Five minutes with Tim Ritzmann – BNOS Young Investigator of the Year 2023

2 min read

Following the presentation of the British Neuro-Oncology Society (BNOS) Young Investigator of the Year award, we sat down with winner, Tim Ritzmann, to find out more about his work on ependymomas and how his research will go on to help patients.

What is your research about?

Ependymoma is the second most common malignant brain tumour of childhood. It is an aggressive tumour which has its worst impact on the youngest children. For several decades there have been no significant leaps in improvement of standard of care therapy. The therapies that we currently use are not effective enough in delivering cures, particularly when the tumour relapses. The current therapies also risk damaging the developing childhood brain. As a brain tumour research community, we need to develop better ways of treating these young children with ependymoma.

In order to develop better treatments my research aims to better understand the underlying biology of paediatric ependymoma, in particular the most aggressive form, a type called ‘PFA’. My collaborators and I are using techniques to understand how different areas of the same tumour are different to one another in order to identify weaknesses that might be targets for treatment. I also work on the current SIOP Ependymoma II clinical trial, recently publishing work on biomarkers which can better identify and classify different levels of risk in childhood ependymoma.

How will your research go on to help patients?

It is my belief that we can only develop better and kinder therapies for children with brain tumours if we have an in-depth understanding of the underlying biology of the tumour in the context of the development of the child. Only then can we develop therapies which target particular weaknesses in the tumour. This approach is not a short-term fix but is critical to delivering better outcomes in the future. My work on the clinical trial and ependymoma biomarkers will have a more short-term impact, testing new approaches to treatments which will contribute to better decision making and treatment stratification.

What motivated you to pursue a career in neuro-oncological research?

I am a trainee paediatric oncologist and initially started my training as a paediatrician in 2011. During my undergraduate medical course, I undertook a BMedSci at Nottingham University on developing and validating a new classification system for a type of childhood brain tumour called optic pathway glioma. This work, coupled with my daily work alongside children, young people and their families who are experiencing a childhood cancer diagnosis, made me want to try to improve things through both clinical and research routes. Paediatric neuro-oncology is a rapidly evolving specialty with multiple scientific advances in the past 10 years.

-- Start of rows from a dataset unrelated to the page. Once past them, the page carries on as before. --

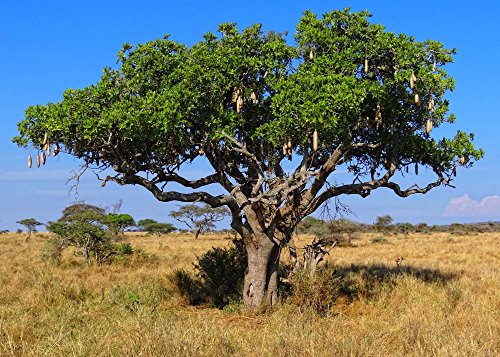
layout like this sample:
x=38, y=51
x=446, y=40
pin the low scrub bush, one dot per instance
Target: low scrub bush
x=218, y=278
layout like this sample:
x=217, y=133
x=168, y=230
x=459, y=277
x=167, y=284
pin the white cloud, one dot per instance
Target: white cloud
x=464, y=206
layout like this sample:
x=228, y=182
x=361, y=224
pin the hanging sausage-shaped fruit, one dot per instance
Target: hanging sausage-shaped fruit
x=428, y=126
x=315, y=140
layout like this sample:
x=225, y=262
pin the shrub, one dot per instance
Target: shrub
x=218, y=279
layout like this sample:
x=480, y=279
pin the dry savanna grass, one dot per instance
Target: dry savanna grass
x=442, y=299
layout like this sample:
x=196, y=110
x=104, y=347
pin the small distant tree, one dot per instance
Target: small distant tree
x=199, y=219
x=30, y=224
x=383, y=223
x=120, y=221
x=142, y=223
x=85, y=227
x=155, y=228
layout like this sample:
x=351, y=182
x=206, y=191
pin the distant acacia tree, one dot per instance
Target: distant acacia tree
x=85, y=227
x=30, y=224
x=383, y=223
x=156, y=228
x=199, y=218
x=120, y=221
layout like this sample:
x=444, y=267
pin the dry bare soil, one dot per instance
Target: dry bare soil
x=443, y=300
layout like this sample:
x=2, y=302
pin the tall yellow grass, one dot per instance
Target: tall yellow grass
x=133, y=309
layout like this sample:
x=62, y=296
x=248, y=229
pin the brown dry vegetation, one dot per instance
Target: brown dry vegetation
x=443, y=300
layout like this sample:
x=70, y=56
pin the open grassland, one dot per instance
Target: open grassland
x=442, y=300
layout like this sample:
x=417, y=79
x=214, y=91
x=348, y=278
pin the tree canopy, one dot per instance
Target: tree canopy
x=346, y=94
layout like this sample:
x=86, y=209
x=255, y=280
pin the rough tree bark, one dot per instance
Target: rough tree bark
x=260, y=289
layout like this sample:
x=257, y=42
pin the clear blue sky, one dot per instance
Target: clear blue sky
x=49, y=46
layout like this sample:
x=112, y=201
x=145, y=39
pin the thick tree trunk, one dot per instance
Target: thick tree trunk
x=260, y=290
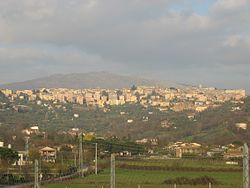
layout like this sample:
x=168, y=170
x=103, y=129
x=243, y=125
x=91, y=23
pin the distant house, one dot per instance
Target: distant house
x=48, y=154
x=185, y=148
x=234, y=152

I am inspired by the patients and families that I work with every day, and I believe that the research supported by organisations such as BNOS and Brain Tumour Research provides hope for a better future.

How do you feel about being BNOS Young Investigator of the Year 2023?

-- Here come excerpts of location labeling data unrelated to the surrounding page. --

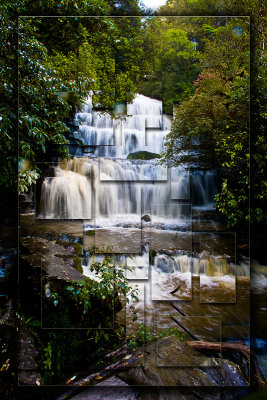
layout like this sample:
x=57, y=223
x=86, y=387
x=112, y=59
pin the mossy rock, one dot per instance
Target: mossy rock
x=78, y=264
x=152, y=253
x=142, y=155
x=91, y=232
x=78, y=248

It is a real honour to be awarded BNOS Young Investigator of the Year 2023. Whilst it is personally very humbling to be recognised in this way, it is important to remember that research is a team endeavour, and that none of this would have been possible without the support of both my clinical and academic colleagues in Nottingham and collaborators across world. In a time when increasingly specific and rare brain tumour diagnoses are being made, the scientific progress we need can only be achieved through working together across international borders.

If you could give one piece of advice to someone starting their research career, what would it be?

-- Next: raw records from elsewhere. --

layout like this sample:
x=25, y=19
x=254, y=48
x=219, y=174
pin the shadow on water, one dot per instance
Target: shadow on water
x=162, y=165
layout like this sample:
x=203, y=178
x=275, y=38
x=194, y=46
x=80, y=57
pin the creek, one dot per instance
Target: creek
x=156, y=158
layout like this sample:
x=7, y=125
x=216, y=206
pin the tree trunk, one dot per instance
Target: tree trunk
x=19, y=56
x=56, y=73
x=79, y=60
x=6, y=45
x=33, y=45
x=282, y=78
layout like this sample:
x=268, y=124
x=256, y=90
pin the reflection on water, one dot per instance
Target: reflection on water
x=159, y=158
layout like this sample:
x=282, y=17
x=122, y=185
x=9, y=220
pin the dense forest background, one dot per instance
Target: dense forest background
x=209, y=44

There are lots of things that I could say here! From an academic perspective, it is very important to do something that makes you happy and something you enjoy. Research can be a bit of a rollercoaster of highs and lows and it is important that you ensure that the highs can compensate for the lows in order to maintain your motivation. It is easy to lose perspective when, unavoidably, becoming very focused on a specific problem – perhaps it is cliched, but it is important to maintain other interests and remember those around you, especially families and friends, who need you. Finding this balance can be very hard to get right – but keep trying.